1. Build a portfolio
Even small walls or mock-ups help. Paint practice panels, use plywood or large rolls (if walls aren’t available), and photograph everything such as finished work, in-progress shots, even mistakes. Use these to refine your style. Clients often pick muralists who have a recognizable voice. If you paint mostly bold abstracts, or textures, or lettering, lean into what makes your work distinct.
2. Mock-ups and showing possibilities
You don’t always need the wall first. Mock up your design over photos of blank walls (even take photos of buildings in your neighborhood). Use digital tools to show what your work would look like. This helps clients imagine the final result. It also shows you’re thoughtful, prepared, and serious.

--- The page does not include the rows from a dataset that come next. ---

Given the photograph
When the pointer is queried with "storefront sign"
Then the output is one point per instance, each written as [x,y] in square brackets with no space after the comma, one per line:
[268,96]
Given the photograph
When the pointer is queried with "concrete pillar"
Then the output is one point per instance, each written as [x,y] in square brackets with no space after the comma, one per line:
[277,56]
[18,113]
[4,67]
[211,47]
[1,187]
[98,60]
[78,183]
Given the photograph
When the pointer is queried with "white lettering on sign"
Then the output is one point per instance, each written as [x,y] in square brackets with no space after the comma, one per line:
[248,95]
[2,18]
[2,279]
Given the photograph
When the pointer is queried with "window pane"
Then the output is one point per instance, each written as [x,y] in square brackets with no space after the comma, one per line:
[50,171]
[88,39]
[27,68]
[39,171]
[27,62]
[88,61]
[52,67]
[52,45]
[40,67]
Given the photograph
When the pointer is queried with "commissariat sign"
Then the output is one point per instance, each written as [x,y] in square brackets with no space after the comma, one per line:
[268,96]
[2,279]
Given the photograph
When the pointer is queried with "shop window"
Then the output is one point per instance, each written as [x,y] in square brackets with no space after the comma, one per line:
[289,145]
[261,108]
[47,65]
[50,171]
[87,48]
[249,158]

3. Be easy to find and reachable
Make sure people can contact you. Have an email address, phone, or form on your website. On your Instagram/Facebook, make “muralist” a tag in your bio. List location (city, region), so people in your area see you. No vague “will travel for work” without a clear base, it often turns people off. Visibility is key.
4. Network
Many murals come from connections. Talk to local business owners, community center directors, café owners. Let them know you do murals. Sometimes you can get work by simply walking past blank walls and asking if they’d like art there. Also, get involved in mural festivals or public-art projects. Even unpaid or modestly paid ones offer exposure that leads to paid work.
5. Clear pricing, contracts, and professionalism
Clients trust artists who act like businesses. Know your costs (paint, lift/scaffolding, permits, travel, time). Set your fees based on how complex the design is, how many days it will take, materials, etc. Don’t underprice just to get the job. Use contracts. Be timely in replies. Be reliable. That will get referrals and repeat work.
6. Keep showing up and documenting
Even when work is slow, keep creating. Keep posting recent murals, work-in-progress, and process shots. Let people see you at work. Trails of your journey attract clients. Also, collect testimonials. The people who saw your mural in their area, neighbors, business owners. Word-of-mouth is powerful.
7. Outreach and cold pitching
Don’t wait for opportunities to find you. Find blank walls, take photos, pitch your design and idea to the wall owner. Reach out to city arts programs or nonprofits. Sometimes institutions or councils have wall-spaces or public art funding but need artists. Introduce yourself, show sample work, drop mockups, express what you’d bring.
Consistency doesn’t come overnight. It comes from showing up, refining what you do best, making yourself easy to find, charging what you deserve, and treating your mural art like both craft and business. If you keep at it, you’ll see the gigs build up, and reputations strengthen.